La segunda obra que Arsuaga salvaría de la quema es La Parturienta. “Es la figura más emblemática de la colección, porque es de cuerpo completo, es muy dramática. En este proyecto internacional y multidisciplinar de las figuras anatómicas participan también artistas, como Juan Cháez, que les da una expresividad que en otros países no tienen. Es el barroco anatómico. Tienen una expresión que es innecesaria para la enseñanza de la anatomía. Forma parte de una colección de obstetricia que es única, porque en este Real Colegio de Cirugía se creó una cátedra de partos. Creyeron que también las comadronas tenían que recibir una enseñanza académica y científica. En esa cátedra de partos está Juan de Navas. Allí está su libro El arte de partear. Se admitían mujeres casadas, de más de 25 años, reputación intachable y las clases se dan con puerta cerrada”.
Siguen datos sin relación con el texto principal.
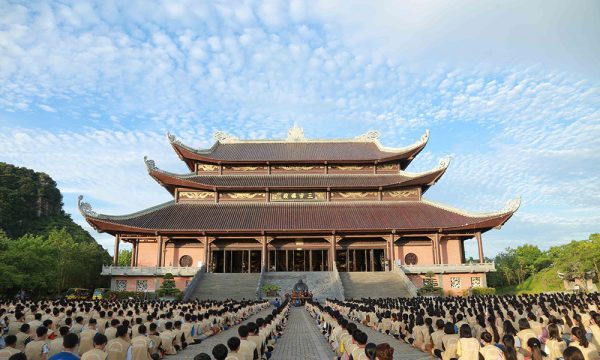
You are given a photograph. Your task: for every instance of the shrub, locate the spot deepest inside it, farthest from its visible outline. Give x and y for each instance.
(430, 291)
(168, 287)
(483, 291)
(124, 295)
(270, 288)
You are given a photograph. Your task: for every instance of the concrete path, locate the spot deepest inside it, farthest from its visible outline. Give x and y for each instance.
(221, 338)
(401, 349)
(302, 339)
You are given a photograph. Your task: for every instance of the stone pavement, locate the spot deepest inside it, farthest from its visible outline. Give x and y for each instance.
(302, 339)
(401, 349)
(221, 338)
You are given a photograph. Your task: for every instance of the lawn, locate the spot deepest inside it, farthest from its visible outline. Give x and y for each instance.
(544, 281)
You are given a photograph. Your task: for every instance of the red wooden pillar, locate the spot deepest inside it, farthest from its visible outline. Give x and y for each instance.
(480, 247)
(116, 255)
(206, 245)
(332, 251)
(159, 251)
(265, 254)
(392, 250)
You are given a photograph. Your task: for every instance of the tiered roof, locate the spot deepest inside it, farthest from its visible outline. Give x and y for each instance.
(172, 217)
(296, 181)
(297, 149)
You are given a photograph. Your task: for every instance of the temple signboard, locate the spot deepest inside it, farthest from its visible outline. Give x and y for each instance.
(298, 196)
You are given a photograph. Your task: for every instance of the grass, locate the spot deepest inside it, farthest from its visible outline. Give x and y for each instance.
(544, 281)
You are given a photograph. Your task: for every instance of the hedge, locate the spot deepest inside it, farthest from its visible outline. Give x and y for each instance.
(483, 291)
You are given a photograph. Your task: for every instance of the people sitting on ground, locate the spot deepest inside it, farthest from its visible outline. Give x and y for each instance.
(486, 325)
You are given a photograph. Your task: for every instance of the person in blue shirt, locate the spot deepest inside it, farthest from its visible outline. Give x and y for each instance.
(70, 342)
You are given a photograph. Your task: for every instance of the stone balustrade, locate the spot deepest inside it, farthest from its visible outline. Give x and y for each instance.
(449, 268)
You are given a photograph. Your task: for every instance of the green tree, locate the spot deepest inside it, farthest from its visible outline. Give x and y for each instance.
(34, 261)
(168, 287)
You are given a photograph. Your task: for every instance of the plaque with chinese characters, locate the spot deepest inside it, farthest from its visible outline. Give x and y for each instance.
(299, 196)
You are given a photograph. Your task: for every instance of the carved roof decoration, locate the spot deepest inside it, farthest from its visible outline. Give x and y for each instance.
(85, 208)
(253, 181)
(296, 148)
(298, 217)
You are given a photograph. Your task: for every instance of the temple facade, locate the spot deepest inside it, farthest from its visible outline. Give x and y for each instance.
(298, 204)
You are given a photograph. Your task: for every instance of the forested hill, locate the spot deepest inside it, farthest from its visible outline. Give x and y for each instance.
(42, 251)
(30, 203)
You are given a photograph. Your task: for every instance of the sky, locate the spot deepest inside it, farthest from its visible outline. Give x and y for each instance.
(509, 89)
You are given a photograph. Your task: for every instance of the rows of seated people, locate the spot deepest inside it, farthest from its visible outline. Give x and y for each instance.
(545, 326)
(346, 339)
(256, 340)
(113, 330)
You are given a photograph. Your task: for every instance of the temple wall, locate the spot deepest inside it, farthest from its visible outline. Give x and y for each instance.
(424, 252)
(147, 253)
(450, 251)
(145, 283)
(462, 282)
(174, 252)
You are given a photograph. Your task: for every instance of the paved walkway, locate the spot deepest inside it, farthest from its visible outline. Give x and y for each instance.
(221, 338)
(401, 349)
(302, 339)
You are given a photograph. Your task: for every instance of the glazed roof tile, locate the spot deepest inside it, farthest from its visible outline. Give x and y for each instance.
(327, 216)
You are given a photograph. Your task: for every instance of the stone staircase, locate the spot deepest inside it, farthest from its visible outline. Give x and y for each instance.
(321, 283)
(216, 286)
(373, 284)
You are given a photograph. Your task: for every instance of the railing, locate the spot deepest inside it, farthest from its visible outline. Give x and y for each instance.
(449, 268)
(337, 282)
(191, 288)
(409, 285)
(148, 270)
(260, 283)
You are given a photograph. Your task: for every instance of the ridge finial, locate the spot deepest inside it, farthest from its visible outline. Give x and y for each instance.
(150, 164)
(85, 208)
(296, 133)
(513, 204)
(371, 135)
(444, 162)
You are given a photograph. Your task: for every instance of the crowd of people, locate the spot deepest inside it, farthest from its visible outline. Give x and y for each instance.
(131, 330)
(536, 327)
(346, 339)
(256, 340)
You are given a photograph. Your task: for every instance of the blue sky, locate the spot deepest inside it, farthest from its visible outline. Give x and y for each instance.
(509, 89)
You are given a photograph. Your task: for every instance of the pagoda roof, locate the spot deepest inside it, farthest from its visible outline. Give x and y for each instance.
(296, 217)
(288, 181)
(297, 149)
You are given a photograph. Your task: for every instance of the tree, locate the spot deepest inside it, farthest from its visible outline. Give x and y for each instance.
(34, 261)
(168, 287)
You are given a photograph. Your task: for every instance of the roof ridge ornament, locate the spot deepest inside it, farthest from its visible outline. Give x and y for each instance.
(296, 134)
(223, 137)
(172, 139)
(150, 164)
(371, 135)
(85, 208)
(444, 162)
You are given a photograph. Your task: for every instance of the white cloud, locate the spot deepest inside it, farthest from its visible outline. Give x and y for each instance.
(110, 80)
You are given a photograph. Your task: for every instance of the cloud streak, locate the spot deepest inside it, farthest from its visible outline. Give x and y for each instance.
(89, 88)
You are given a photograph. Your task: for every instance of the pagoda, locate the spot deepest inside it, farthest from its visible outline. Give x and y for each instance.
(298, 204)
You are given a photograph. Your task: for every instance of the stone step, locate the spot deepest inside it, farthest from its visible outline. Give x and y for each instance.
(318, 282)
(372, 284)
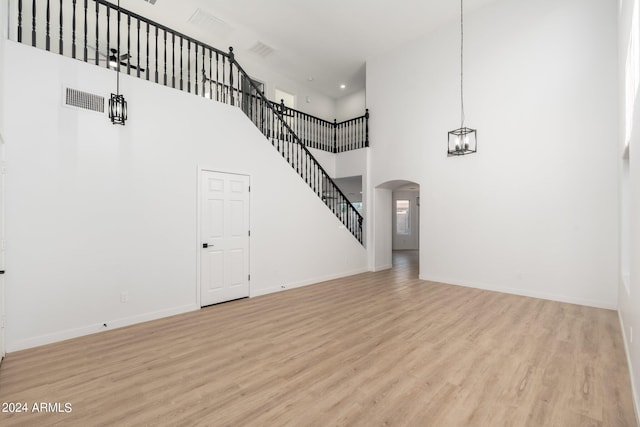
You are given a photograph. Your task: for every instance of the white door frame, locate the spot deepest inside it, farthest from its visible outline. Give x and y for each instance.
(198, 243)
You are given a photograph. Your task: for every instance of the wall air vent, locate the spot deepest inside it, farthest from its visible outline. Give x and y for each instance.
(210, 23)
(261, 49)
(83, 100)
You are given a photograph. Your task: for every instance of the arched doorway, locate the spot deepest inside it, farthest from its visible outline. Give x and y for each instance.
(396, 223)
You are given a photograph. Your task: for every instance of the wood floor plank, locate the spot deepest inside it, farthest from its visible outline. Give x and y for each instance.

Arsuaga disfruta de cada pieza de la colección, conoce su historia, y goza transmitiéndolas. Subraya que el mérito de esta muestra no es suyo, sino de la comunidad complutense, que personaliza en cuatro nombres: “el del profesor Fermín Viejo, director del Museo de Anatomía Javier Puerta, donde se conservan los modelos en cera, que son los principales protagonistas; el de la profesora Alicia Sánchez, que lleva años restaurando esas figuras anatómicas fragilísimas con empeño, sabiduría y mucho amor; el del escultor Martín Chirino, que da un toque de modernidad a la exposición, y el de Milagros Algaba, la museóloga, la madre de esta exposición”.

La idea de Arsuaga y de todo el equipo complutense, que encabeza la vicerrectora María Nagore, es que estos seis meses que va a estar abierta la exposición, se mantenga “viva”. Así, está prevista, además de visitas guiadas para estudiantes de colegios e institutos, la puesta en marcha de diversas actividades o talleres artísticos. “Creo creo que esos valores fundacionales de la Ilustración, la Universidad Complutense los ha conservado siempre. En los momentos difíciles, a lo mejor de una manera menos obvia y evidente, de una manera más clandestina, y en unas épocas más luminosas evidentemente. Son los valores que son el espíritu de esta Universidad”, concluye el comisario de la exposición.